Scavi in San Vittore

 Rapporto del comendatore Severino Conte Servanzi-Collio

allo Instituto Archeologico in Roma 

Tipografia Alessandro Mancini - Macerata, 1863

 

 

Domandato dall' Instituto di corrispondenza archeologica di Roma di notizie intorno gli scavi falli, or sono venti anni, presso San Vittore di Cingoli, de' quali niuno de' corrispondenti gli avea dato contezza, ebbi occasione di adunare le particolarità che si contengono in questo mio scritto, e che dò in luce per serbare memoria di quanto allora avvenne.

     Nel mese di marzo dell'anno 1843 venni avvisato, che presso la Badia di San Vittore di Cingoli erasi scoperto un antico monumento. Dopo che seppi di questa scoperta (di cui sulle prime dubitai essendo rimasta ignota anche a qualche erudito di quella città) e poiché ebbi consultato qualche antico scrittore, che ci lasciò memoria di quel luogo, vi accedetti personalmente nel mese di aprile dello stesso anno.

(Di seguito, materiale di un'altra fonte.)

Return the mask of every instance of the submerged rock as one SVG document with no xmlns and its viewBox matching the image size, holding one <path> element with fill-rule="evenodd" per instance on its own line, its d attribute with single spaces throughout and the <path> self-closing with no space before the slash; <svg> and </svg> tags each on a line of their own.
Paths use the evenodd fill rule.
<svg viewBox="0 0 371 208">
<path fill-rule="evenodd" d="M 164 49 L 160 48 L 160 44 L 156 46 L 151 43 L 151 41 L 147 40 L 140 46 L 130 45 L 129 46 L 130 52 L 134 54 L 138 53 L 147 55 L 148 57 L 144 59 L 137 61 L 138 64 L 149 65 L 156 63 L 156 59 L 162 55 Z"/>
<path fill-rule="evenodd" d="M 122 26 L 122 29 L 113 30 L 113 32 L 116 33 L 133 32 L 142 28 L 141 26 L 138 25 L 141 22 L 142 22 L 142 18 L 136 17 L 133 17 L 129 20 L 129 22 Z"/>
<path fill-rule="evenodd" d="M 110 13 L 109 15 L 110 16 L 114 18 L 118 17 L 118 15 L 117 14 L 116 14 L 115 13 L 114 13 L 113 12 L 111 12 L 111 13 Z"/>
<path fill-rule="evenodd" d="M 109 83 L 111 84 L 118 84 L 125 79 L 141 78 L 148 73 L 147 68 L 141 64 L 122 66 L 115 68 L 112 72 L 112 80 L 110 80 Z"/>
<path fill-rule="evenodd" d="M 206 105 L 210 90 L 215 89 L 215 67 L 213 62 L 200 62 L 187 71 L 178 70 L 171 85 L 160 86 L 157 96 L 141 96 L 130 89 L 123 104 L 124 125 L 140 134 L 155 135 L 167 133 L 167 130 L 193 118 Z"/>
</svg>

     Trovai in fatto, che erasi scoperta a non molta distanza dall' antico tempio di San Vittore (cui è annesso anche l'edificio del monastero) in contrada la fonte, un' iscrizione in pietra cornea con lettere di bronzo, che mi dissero essere alte circa centimetri dodici, di forma romana, tenacemente incastrate nella lapide. Il monumento peraltro era già del tutto scomposto, e le lettere infrante per avidità, direi quasi sagrilega, di guadagno meschinissimo. È superfluo raccontare quante ricerche, diligenze e promesse da me si facessero per avere anche una reliquia di quelle lettere; ma riuscirono vane, perché forse a quei giorni erano state già condannate allo squaglio.

     Mi fu riferito, che qualcuno o consapevole della mal concepita idea di dare il guasto al monumento, o presente al vandalismo, pensò di trarre copia della iscrizione, la quale da me richiesta mi fu mostrata; ma o perché le lettere non fossero collocate al posto loro, o mal lette, od in fine perché non fosse conservata la distanza o la punteggiatura, la trovai tale da non poterne cavare un sentimento. La portai meco; e dopo fatti i confronti con altre copie procurate altrove, e dopo di avere interrogato alcuno che l’ aveva osservata prima del guasto, si può con certezza asserire, che la iscrizione è questa che trascrivo qui sotto:

 

C. VDV. T. F. L. OCV. IV. M. F.

D. V. C        RE. D. D. DEMQ.

 

E questa, secondo che mi assicurava il signor marchese Filippo Raffaelli, solerte ricercatore, ed illustratore d'ogni cosa patria, venne interpretata a premura di lui dal dotto archeologo signor Avvocalo Gaetano De-Minicis cosi

 

CAIUS UDUS TITI FILIUS LUCIUS OCUVIUS MARCI FIIIUS

DUO VIRI CURAVERE DECRETO DECURIONUM IDEMQUE PROBARUNT

 

Essendo stato però distrutto il monumento, o non essendo ancora venuto a luce per intero, ci resta il desiderio di conoscere a quale opera si riferisca.

     Vidi in quella gita, che per ogni  dove  erano  scoperti  avanzi di antiche fabbriche, e vetusti ruderi sopra una vasta estensione di terreno in piano; frammenti  di  pietre  scorniciate , in alcune delle quali apparivano  tracce di lettere, e di capitelli di marmo; alcuni tratti di condotti, o di canali aventi diverse direzioni, formati con massi di pietra bianca, nel piano de' quali ad ogni misurata  distanza  era  incavato nelle pietre un piccolo catino con  l'intendimento  di  raccogliere l'impurità delle acque, acciocchè giungessero limpide e chiare alle terme. Questi condotti avevano le pareti, e la copertura di pietra.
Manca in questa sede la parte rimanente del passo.